Los investigadores compararon el rendimiento de su dispositivo casero con los datos de una máquina comercial para asegurar que sus métodos de medición fueran precisos. Encontraron que su enfoque de bajo costo para medir el campo magnético era altamente confiable, con resultados que coincidían con los valores reportados por la máquina comercial dentro de un pequeño margen de error. Esta validación brinda confianza en que su dispositivo casero está funcionando según lo previsto. Sin embargo, los autores advierten cuidadosamente que este es un prototipo de investigación, no un dispositivo médico aprobado para uso en humanos. Enfatizan que, si bien la máquina puede generar la energía necesaria, no ha sido probada en personas o animales, y carece de la validación clínica requerida para terapia. El dispositivo está destinado al uso de investigadores capacitados que comprendan la electrónica de alto voltaje y puedan seguir estrictos protocolos de seguridad.

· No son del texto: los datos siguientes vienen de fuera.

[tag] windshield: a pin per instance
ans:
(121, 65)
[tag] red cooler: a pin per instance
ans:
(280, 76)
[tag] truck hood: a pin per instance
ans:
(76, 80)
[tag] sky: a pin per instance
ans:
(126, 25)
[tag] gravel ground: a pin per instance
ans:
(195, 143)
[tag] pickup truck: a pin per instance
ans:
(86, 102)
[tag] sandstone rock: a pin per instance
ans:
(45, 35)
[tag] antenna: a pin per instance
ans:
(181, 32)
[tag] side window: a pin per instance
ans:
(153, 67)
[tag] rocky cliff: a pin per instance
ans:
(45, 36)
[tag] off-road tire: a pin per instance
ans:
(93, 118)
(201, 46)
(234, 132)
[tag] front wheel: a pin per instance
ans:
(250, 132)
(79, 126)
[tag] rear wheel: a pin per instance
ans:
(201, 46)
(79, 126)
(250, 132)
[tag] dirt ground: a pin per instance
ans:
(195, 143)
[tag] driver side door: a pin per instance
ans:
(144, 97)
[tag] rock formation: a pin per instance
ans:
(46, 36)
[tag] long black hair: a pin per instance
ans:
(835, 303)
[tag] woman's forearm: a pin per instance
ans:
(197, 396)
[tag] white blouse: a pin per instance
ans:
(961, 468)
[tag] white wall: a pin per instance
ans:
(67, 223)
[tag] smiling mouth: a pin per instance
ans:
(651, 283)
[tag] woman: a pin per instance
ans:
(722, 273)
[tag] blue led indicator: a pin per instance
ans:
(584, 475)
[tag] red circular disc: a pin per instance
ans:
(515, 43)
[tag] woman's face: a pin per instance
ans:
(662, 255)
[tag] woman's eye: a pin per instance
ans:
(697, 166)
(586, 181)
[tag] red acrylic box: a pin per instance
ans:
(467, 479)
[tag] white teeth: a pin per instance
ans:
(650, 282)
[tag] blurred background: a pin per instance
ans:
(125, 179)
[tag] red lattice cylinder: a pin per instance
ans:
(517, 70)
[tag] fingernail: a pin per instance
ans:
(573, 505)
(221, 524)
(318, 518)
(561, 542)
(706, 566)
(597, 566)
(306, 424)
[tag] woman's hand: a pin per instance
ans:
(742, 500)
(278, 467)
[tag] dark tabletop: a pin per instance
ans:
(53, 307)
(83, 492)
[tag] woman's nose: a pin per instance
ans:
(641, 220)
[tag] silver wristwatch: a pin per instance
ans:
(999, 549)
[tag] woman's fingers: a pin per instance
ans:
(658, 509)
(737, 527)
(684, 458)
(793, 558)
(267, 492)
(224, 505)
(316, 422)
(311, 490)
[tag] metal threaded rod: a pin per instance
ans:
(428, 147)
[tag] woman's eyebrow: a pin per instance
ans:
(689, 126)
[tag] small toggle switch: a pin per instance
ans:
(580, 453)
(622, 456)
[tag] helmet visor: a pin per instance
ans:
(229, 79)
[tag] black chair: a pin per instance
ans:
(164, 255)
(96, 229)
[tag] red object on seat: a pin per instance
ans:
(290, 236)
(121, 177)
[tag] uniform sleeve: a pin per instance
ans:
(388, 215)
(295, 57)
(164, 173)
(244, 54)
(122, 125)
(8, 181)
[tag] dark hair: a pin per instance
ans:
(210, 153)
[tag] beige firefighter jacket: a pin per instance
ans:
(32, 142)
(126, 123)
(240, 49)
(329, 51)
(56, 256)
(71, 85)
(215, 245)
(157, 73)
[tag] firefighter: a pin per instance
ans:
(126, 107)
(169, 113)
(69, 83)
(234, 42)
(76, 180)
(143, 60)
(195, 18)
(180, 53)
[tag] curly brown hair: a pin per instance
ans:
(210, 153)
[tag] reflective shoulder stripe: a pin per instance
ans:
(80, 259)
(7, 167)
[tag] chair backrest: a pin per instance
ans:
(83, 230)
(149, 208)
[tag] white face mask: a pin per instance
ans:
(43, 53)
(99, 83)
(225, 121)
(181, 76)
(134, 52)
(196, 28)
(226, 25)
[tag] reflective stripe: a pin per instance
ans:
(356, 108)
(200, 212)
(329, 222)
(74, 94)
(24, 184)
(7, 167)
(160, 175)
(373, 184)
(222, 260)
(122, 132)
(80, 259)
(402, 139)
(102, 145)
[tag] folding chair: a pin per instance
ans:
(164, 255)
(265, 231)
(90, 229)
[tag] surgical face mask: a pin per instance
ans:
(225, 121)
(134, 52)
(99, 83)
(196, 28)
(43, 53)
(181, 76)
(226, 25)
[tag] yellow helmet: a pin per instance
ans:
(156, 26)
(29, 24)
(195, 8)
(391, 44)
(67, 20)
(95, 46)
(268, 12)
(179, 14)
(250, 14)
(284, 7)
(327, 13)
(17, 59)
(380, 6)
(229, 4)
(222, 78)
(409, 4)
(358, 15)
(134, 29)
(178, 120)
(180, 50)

Este proyecto representa un paso significativo hacia la democratización del acceso a herramientas avanzadas de neurociencia. Al demostrar que un estimulador magnético funcional y de alta potencia puede construirse por el precio de unos pocos cientos de dólares utilizando componentes accesibles, el equipo ha abierto la puerta para que más científicos experimenten con técnicas de estimulación cerebral. El trabajo demuestra que la barrera de entrada para este campo no es solo la complejidad de la física, sino en gran medida el costo del equipo. Si bien el dispositivo aún no está listo para el uso clínico, ofrece una plataforma potente y de bajo costo para que los investigadores estudien cómo diferentes formas de pulso y diseños de bobinas afectan al cerebro, lo que potencialmente conducirá a nuevos descubrimientos en nuestra comprensión y tratamiento de condiciones neurológicas. El éxito de esta construcción sugiere que, con una ingeniería cuidadosa y un compromiso con la seguridad, las herramientas de la neurociencia moderna pueden estar al alcance de una comunidad de científicos mucho más amplia.